ローション屋のおじは半グレ相手に無双する~おじファミリーvsオマ・エラヤン~
ヌマルネコ
第1話
「おう、これが約束のブツやで」
古びたビルの一室。おじはスーツケースから何かを取り出しテーブルの上に置いた。
おじと共にテーブルを囲うのは、最近西成で勢力を伸ばしてきた半グレ組織――通称オマ・エラヤンの構成員が三人。
「おい、開けろ」
グループのリーダー格の
カチャッ、カチャッ。スーツケースが音を立てて開くと、
そこには違法ローションがぎっしりと詰まっていた。
「今回も極上のブツを用意してきたで」
おじが自信満々にそう言うと、下っ端はスーツケースの中からローションの入った瓶を取り出すと、蓋を開け、臭いを嗅いだ。
「なるほど。いいローションだ」
下っ端は頷き、庸の方を見た。
残り一人の男はマスクを深く被って沈黙を貫いており、その表情は見えない。
「これだけの質と量を毎回揃えてくれるんだ、ローション密造者としては一流だな」
庸がおじを褒め称えた。
「せやねん。おじに任せとき」
「そんなお前の腕を見込んで新しい仕事を頼みたい」
庸は今回のローション代の支払いの札束をテーブルの上にどさっと置き、次の商談の話を始めた。
「仕事? なんやねん?」
「来週のハロウィンイベント、ローションが大量必要になってな。今回のローションの100倍の量を用意してもらいたい。もちろん報酬も100倍出す」
「100倍やて?」
おじは驚き、間の抜けた声で言った。
「あぁ、もちろんローションの質はその分問わない。分かるだろ?
ローション混ぜる時にお粗末な片栗粉が入ってても構わないっつってんだ」
安価な材料でローションを作れるのはおじにとってもメリットだ。
「お前らおじの事をわかってへんな」
しかし、おじは納得していなかった。
「ん? どういう意味だ?」
「おじはな、ローションの品質にこだわっとるんや。混ぜ物するくらいなら作らんで」
おじが反抗的な態度を見せた瞬間、リーダー以外の2人が一斉に銃をおじに向けた。
「おじ、立場わかってるか?」
庸は、両肘をテーブルの上に立て、おじを睨みつけた。
「立場わかってないのはお前らやろ。おじに手を出したらな、おじファミリーが黙ってないで」
「おじファミリー?」
何だよそれ、とおじ以外のメンツが嘲笑した。おじはそれを意に介さず、
「そうや、おじのファミリーは日本全国におるんやで。しかも全員イカれたやつらの集まりや。
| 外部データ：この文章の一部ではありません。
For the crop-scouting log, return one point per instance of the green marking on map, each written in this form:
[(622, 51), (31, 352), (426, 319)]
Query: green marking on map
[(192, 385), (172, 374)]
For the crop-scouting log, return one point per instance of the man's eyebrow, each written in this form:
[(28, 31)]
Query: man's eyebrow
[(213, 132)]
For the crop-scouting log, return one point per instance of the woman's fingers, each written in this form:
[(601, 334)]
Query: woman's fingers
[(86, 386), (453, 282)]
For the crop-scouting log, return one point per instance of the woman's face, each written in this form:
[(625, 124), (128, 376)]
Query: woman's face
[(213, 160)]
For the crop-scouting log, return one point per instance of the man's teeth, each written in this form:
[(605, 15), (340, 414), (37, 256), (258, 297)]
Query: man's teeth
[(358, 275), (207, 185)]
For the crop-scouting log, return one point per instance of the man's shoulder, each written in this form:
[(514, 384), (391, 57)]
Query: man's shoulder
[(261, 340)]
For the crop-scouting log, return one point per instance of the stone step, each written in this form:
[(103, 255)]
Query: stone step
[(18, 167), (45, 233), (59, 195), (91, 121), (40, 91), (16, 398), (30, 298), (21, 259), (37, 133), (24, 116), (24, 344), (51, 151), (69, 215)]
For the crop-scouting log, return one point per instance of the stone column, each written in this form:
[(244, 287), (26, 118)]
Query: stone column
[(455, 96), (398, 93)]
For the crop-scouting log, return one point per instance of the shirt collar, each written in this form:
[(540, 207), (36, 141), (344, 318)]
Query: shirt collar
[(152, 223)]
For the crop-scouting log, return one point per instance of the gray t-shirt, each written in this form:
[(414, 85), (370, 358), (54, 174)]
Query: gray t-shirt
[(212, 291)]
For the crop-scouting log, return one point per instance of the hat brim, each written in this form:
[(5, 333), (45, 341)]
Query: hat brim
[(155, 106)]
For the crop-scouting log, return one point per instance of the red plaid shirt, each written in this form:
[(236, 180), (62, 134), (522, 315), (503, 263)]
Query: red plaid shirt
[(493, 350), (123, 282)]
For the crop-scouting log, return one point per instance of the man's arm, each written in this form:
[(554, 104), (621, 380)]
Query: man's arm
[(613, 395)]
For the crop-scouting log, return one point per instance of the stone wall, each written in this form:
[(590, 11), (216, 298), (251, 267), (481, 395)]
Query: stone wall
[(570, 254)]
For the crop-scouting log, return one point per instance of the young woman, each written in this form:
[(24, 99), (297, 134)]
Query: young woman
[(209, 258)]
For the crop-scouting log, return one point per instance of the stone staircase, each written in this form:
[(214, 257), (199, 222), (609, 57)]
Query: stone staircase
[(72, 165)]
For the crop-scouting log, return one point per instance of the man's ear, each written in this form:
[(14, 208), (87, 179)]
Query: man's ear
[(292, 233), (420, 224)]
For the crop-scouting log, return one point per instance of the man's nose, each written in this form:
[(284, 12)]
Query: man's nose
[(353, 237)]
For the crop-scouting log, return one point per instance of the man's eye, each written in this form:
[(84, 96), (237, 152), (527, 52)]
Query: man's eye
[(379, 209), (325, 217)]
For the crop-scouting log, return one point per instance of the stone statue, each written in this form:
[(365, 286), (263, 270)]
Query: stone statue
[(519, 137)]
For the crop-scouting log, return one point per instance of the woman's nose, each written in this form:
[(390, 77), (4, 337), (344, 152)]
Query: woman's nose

もしお前らがおじに手出したらな、日本全国からそのファミリーがこの街に押し寄せてくんで」
「試してみるか?」
庸が脅すように言うと、その瞬間、部屋の入り口のドアが勢い良く開いた。
下っ端二人は銃口をドアの方に向けたが、そこに人の姿は見えない。
「誰だ! 出てこい!」
返事はなく、かわりに缶のようなものが部屋に投げ込まれ、勢いよく煙を出し始めた。
部屋の中は煙で充満し視界が効かなくなる。
「ナイスだハッチ! 殺したらアカンで!」
おじはテーブルの上にあった金を掴むと、ドサクサに紛れ、部屋から脱出した。
「リーダー!」
下っ端の男が指示を仰ぐように叫ぶ。